Hoy entramos al corazón del mito: Santa Claus Village. Nos cruzamos con el mismísimo Santa, cruzamos el mágico Círculo Polar Ártico y enviamos postales desde su oficina oficial. Es un mundo en donde la infancia revive y la nieve parece más blanca. Por la tarde, el viaje toma un giro cultural con una visita al Museo Arktikum, donde nos sumergimos en la historia, la ciencia y la vida del Ártico. Un contraste fascinante entre fantasía y realidad, entre leyendas y naturaleza salvaje.

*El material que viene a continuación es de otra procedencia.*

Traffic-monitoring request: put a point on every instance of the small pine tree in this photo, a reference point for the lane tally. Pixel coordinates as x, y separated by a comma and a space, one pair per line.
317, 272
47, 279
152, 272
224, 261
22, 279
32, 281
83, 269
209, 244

Nos adentramos bajo tierra para descubrir el SantaPark, un parque temático oculto en una caverna helada. Allí nos convertimos en aprendices de elfos, subimos al tren mágico, exploramos una galería de hielo y participamos en talleres navideños. Todo respira fantasía, en un entorno cuidadosamente creado para maravillar. Por la noche, tenemos tiempo libre: algunos optan por buscar miradores para cazar auroras, otros prefieren relajarse en el calor del hotel, mientras la nieve sigue cayendo, silenciosa.
Último día del año. Por la mañana, nos embarcamos en una aventura ártica: un safari en trineo tirado por huskies o renos, atravesando paisajes blancos que parecen pintados a mano. Una fogata en mitad del bosque, bebida caliente en mano, y el sonido del crujido de la nieve bajo los pies de los animales hacen del momento algo inolvidable. Por la noche, celebramos el Fin de Año con una cena especial. Si la suerte nos acompaña, el cielo nos regala auroras boreales que dan la bienvenida al nuevo año con luces danzantes.

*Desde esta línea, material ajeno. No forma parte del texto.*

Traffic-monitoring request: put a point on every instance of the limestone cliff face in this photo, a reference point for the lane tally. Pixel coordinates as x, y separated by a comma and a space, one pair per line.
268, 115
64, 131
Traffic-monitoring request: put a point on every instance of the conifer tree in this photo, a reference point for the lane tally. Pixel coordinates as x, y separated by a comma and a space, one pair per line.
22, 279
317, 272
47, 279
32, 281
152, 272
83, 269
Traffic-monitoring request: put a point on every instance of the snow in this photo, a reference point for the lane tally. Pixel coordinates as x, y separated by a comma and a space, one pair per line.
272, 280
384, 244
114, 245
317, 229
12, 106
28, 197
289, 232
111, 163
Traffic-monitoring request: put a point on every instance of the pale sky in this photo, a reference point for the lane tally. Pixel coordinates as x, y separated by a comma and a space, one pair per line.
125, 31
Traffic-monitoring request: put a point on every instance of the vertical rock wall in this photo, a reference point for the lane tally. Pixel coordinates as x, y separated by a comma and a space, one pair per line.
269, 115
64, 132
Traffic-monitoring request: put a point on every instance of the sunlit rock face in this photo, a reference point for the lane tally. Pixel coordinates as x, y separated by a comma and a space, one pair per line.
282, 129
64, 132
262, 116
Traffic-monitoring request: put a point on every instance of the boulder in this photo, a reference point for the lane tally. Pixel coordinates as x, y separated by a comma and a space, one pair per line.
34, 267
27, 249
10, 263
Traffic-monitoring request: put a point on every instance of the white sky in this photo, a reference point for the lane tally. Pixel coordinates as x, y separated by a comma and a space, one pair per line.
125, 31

Comenzamos el 2026 con una excursión al Ranua Wildlife Park, hogar de osos polares, linces, alces y otras criaturas árticas. Es una caminata entre nieve y naturaleza, observando de cerca la fauna que sobrevive en condiciones extremas. Ya entrada la noche, nos preparamos para una excursión guiada de auroras boreales, alejándonos de la contaminación lumínica. Con trajes térmicos y cámaras listas, esperamos bajo las estrellas... y cuando las luces verdes aparecen, el silencio se vuelve reverente.

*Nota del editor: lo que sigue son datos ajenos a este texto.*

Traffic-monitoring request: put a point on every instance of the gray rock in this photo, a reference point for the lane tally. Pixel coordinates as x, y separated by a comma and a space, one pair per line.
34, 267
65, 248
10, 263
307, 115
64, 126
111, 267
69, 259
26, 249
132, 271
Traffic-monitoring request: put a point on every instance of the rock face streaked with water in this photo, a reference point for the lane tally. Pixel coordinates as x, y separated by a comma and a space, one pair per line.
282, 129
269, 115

Hoy el viaje toma un rumbo más contemplativo. Visitamos el Aalto Centre, admirando la arquitectura funcional y estética del gran Alvar Aalto, con sus líneas limpias y respeto por el entorno. El cierre del día es de ensueño: una cena en el restaurante de hielo del SnowHotel, donde todo mesas, copas, esculturas está tallado en hielo. El ambiente, aunque frío, está lleno de calidez sensorial y visual. Una experiencia que se saborea tanto con el paladar como con los ojos.
El último día llega con calma. Aprovechamos la mañana para comprar recuerdos o dar un último paseo por el centro de Rovaniemi, respirando el aire limpio y dejando que la nieve selle nuestra experiencia. El traslado privado al aeropuerto nos despide de este viaje con estilo, y mientras el avión despega, ya estamos soñando con volver.